Ik hoef niet meer geld in te zetten om meer personeel aan te werven. We werken immers met een unieke pps-constructie, waarvan ik ervaar dat we er elders in Europa en zelfs daarbuiten om worden benijd. Als overheid slagen we erin met een vrij bescheiden bedrag een zeer grote hefboom te creëren, omdat we werken met sociale organisaties. Dat zijn armoedeorganisaties, gezinsorganisaties, OCMW's, enzovoort, die op het terrein contact hebben met die mensen. Ze weten wie daarvoor kan worden gemotiveerd, wie in aanmerking komt voor een dergelijke vakantie. Ik heb contact met die organisaties. Een groot deel van hun werk bestaat uit het begeleiden, het aanspreken van die mensen, het hen ertoe brengen om met vakantie te gaan. Die mensen leven immers vaak in de marge van de samenleving en voelen zich niet betrokken. Ze durven die stap niet te zetten. Ze hebben geen zelfvertrouwen. Ze vinden dat dat niets voor hen is, dat ze dat niet aankunnen. Ze zijn vaak nog nooit met vakantie geweest of zijn getraumatiseerd door allerlei tegenslagen.

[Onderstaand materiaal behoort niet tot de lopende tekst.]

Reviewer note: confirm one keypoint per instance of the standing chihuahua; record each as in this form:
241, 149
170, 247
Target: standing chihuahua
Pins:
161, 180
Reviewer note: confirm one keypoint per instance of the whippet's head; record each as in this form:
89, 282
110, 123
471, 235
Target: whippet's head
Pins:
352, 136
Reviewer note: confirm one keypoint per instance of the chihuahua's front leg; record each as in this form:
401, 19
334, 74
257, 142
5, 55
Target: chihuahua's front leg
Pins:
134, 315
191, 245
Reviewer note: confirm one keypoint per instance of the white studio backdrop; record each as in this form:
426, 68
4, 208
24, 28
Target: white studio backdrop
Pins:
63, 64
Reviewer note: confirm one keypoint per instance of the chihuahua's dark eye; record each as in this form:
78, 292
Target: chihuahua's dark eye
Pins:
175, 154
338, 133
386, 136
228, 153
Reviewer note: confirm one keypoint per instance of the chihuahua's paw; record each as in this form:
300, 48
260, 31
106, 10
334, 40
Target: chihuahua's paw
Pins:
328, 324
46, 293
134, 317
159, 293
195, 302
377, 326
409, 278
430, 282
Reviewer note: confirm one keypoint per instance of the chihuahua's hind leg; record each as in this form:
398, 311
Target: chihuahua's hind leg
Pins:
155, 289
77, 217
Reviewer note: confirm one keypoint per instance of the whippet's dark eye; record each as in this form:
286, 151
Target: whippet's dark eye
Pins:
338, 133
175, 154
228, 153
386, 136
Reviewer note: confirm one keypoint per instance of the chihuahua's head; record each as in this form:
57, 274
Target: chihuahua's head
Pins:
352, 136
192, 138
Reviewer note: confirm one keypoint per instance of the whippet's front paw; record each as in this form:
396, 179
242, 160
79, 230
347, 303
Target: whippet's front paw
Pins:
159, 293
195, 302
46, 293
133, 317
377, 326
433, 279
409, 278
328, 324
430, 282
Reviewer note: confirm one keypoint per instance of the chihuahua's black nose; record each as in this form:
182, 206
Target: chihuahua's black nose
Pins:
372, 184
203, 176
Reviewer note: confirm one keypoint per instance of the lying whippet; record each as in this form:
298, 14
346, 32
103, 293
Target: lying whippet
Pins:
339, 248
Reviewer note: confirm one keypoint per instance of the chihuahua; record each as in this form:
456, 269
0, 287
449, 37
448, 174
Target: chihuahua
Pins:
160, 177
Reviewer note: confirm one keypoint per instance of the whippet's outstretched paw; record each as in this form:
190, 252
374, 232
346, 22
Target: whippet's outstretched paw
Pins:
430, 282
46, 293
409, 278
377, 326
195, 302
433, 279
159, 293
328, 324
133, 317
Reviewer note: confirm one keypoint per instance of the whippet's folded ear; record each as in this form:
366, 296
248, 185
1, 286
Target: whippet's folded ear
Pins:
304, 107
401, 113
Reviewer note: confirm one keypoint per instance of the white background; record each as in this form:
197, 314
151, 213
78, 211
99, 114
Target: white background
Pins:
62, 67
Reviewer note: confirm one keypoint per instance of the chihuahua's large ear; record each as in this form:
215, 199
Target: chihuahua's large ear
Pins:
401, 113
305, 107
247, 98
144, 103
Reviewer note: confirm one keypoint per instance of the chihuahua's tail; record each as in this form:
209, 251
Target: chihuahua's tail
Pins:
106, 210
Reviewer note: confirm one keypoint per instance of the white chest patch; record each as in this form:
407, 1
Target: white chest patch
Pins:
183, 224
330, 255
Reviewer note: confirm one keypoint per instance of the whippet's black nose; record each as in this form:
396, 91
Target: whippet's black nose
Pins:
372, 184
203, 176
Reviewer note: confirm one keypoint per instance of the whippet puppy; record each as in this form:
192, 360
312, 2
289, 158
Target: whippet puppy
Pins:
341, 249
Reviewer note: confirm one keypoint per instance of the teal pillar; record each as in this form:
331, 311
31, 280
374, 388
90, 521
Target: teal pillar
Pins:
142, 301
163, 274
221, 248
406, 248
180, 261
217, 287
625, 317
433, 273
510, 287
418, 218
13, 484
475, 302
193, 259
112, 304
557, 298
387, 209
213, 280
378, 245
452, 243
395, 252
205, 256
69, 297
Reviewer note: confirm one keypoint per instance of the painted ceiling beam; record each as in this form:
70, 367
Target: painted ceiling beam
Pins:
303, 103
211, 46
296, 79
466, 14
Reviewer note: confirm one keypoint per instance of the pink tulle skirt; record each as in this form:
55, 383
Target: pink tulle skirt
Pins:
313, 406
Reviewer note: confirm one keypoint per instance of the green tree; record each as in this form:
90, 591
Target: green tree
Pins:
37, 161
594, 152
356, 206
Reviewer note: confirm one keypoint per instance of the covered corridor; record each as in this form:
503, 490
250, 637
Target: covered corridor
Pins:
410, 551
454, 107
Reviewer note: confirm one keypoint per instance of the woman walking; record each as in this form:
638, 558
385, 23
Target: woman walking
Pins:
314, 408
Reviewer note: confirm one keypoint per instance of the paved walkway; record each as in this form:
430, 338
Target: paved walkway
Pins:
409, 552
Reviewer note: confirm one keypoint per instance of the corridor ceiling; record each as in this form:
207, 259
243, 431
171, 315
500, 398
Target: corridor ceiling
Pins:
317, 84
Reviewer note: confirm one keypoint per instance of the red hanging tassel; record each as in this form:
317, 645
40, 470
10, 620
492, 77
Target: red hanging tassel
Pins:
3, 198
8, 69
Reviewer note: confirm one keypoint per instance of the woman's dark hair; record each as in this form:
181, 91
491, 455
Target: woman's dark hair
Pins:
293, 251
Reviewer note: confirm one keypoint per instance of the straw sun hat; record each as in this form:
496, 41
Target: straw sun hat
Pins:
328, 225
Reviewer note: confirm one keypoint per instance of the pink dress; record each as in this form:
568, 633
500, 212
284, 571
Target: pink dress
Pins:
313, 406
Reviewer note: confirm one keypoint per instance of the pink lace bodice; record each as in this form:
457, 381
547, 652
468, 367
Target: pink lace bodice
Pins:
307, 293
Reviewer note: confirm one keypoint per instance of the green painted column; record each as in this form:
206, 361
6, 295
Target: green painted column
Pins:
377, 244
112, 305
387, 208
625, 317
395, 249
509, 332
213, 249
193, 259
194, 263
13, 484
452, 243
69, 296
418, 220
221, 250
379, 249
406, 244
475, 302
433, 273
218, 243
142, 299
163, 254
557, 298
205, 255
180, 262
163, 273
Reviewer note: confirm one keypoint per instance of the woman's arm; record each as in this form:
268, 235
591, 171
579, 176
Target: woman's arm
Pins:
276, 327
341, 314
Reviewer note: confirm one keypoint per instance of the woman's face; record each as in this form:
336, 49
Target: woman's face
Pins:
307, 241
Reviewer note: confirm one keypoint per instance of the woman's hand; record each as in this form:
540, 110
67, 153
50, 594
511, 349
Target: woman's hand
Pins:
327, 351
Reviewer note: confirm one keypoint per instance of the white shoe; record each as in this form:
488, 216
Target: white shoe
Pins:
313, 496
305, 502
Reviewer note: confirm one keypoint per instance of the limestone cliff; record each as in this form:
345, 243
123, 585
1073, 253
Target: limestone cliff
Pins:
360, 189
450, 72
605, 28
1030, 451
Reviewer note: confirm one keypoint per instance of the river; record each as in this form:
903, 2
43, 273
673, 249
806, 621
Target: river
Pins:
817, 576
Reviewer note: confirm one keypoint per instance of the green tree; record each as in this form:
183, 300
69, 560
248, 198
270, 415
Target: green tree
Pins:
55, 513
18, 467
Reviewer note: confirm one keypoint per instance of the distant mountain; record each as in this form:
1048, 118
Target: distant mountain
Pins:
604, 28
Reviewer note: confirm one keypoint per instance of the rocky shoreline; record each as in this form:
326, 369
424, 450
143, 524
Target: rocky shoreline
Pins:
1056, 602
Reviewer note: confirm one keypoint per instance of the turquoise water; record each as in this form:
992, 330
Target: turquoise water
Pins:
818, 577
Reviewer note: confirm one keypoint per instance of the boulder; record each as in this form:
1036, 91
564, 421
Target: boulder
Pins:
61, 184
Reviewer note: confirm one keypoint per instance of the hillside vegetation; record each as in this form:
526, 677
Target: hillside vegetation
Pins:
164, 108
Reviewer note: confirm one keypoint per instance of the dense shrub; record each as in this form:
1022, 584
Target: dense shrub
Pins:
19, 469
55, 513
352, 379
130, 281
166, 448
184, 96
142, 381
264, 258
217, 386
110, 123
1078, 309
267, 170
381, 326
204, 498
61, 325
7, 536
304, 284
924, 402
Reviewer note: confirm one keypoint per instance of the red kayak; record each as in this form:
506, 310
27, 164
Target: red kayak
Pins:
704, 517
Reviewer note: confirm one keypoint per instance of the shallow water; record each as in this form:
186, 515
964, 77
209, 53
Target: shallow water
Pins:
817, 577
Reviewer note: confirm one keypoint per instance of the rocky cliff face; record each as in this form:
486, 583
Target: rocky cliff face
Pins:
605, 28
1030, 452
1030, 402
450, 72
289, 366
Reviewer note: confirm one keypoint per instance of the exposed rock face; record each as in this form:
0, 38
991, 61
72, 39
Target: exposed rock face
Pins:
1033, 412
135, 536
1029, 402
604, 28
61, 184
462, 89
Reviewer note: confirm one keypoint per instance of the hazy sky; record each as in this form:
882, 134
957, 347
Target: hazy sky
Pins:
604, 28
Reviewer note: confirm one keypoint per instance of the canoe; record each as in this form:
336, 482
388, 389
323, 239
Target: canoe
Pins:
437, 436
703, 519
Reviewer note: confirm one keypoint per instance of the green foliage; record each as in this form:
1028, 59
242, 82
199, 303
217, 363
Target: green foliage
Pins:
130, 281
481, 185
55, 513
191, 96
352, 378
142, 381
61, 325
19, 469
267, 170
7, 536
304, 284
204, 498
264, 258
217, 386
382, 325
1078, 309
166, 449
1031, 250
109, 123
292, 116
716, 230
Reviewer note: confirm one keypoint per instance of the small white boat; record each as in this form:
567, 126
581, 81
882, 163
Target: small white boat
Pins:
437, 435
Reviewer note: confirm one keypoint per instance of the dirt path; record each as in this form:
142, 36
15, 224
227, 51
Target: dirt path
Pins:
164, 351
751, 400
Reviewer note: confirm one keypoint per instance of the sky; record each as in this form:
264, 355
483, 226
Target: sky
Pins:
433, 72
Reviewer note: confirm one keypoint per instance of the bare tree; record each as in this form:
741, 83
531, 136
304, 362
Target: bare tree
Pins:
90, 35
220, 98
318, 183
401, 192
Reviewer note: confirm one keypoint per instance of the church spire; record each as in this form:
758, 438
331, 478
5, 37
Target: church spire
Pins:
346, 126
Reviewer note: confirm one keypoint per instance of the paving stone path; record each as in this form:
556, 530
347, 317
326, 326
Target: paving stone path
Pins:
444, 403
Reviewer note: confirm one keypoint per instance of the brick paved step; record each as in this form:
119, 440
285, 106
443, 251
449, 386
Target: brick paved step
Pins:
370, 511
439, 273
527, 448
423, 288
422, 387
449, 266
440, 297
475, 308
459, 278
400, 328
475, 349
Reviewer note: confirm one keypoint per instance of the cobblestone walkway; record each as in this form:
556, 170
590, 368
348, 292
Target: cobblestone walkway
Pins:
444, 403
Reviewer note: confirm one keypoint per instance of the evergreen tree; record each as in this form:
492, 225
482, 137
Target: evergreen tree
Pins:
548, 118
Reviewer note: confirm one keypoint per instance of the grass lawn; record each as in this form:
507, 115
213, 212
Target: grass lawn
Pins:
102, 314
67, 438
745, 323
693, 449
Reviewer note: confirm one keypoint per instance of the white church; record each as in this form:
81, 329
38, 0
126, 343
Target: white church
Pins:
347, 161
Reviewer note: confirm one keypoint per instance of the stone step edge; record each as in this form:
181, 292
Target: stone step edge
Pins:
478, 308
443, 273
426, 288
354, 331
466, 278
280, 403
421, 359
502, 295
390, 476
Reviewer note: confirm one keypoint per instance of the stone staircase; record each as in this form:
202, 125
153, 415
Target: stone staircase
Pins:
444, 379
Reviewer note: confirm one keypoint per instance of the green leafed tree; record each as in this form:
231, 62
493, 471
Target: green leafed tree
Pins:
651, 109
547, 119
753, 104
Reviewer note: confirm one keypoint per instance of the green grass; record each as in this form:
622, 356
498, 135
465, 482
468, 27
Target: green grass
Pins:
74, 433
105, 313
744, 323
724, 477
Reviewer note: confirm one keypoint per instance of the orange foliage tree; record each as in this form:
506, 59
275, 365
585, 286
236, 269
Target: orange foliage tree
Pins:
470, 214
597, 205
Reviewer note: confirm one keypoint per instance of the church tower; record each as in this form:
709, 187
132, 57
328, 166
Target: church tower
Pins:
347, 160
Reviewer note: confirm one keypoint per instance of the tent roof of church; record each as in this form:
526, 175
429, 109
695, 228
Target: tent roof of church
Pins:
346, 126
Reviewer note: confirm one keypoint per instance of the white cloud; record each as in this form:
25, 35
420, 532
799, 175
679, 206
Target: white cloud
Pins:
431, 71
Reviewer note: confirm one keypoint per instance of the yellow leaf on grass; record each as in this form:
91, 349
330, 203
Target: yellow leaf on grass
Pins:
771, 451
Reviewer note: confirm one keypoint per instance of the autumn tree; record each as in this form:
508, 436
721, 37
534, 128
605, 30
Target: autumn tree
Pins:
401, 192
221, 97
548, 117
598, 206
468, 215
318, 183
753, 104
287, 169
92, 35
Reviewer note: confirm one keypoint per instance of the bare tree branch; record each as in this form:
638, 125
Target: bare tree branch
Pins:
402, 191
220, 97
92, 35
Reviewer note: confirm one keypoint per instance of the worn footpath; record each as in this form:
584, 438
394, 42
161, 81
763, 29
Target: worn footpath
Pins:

Dat middenveld is de tweede schakel. Dat werkt enorm goed. We hadden vorig jaar 850 organisaties, nu hebben we er al 900. Ze leveren schitterend werk. Veel medewerkers offeren ook nog eens hun vrije tijd op om mee te gaan op vakantie en de kansengroepen te begeleiden. Dat is formidabel.
De privésector werkt daaraan mee, en dat maakt het uniek. Maar daar zit ook ons probleem. Het probleem zit niet zozeer in de middelen maar in het aanbod. Dat is nog altijd te beperkt. Hoewel ik de privésector wil bedanken. Vorig jaar werkten ongeveer 140 privébedrijven in de logies- en recreatiesector in Vlaanderen mee. Zij geven kortingen van 50 tot 75 percent om de kansarmen toe te laten op vakantie te gaan. Het aantal is dit jaar nu al gestegen met meer dan 10. Ik heb gevraagd om vooral in te zetten op de prospectie in de privésector. Het aantal is ook 'verdiept'. We hebben de unieke pps-constructie van overheid, middenveld en privésector. Ik hoop dat dat model tot voorbeeld strekt voor anderen. Minimale middelen kunnen tot een groot resultaat leiden. Ik heb het budget verhoogd van 62.000 naar 212.000 euro. De ploeg van het steunpunt moet nu vooral de privésector bewerken om nog meer bedrijven tot deelname te bewegen.
Ik dank u voor uw antwoord, mijnheer de minister. Ik wil heel de ploeg van Steunpunt Vakantieparticipatie een welgemeend proficiat wensen. Zij bewijst dat het contactpunt tussen overheid en sociale organisaties een zinvolle en positieve werking kan genereren. Ze realiseert meer dan 'een paar dagen ontspanning'. U belichtte alle sociale en positieve effecten, mijnheer de minister.
Ik kan alleen maar de wens uitdrukken dat die hefboomfunctie zich ook in de komende jaren, middels een hoger budget, nog sterker manifesteert. Ik hoop tevens dat het aantal privépartners blijft groeien.
Ik dank u voor uw antwoord, mijnheer de minister. Ik had wel graag vernomen hoeveel plaatsen er te weinig zijn. Dat heb ik nergens gelezen en u hebt die vraag niet beantwoord.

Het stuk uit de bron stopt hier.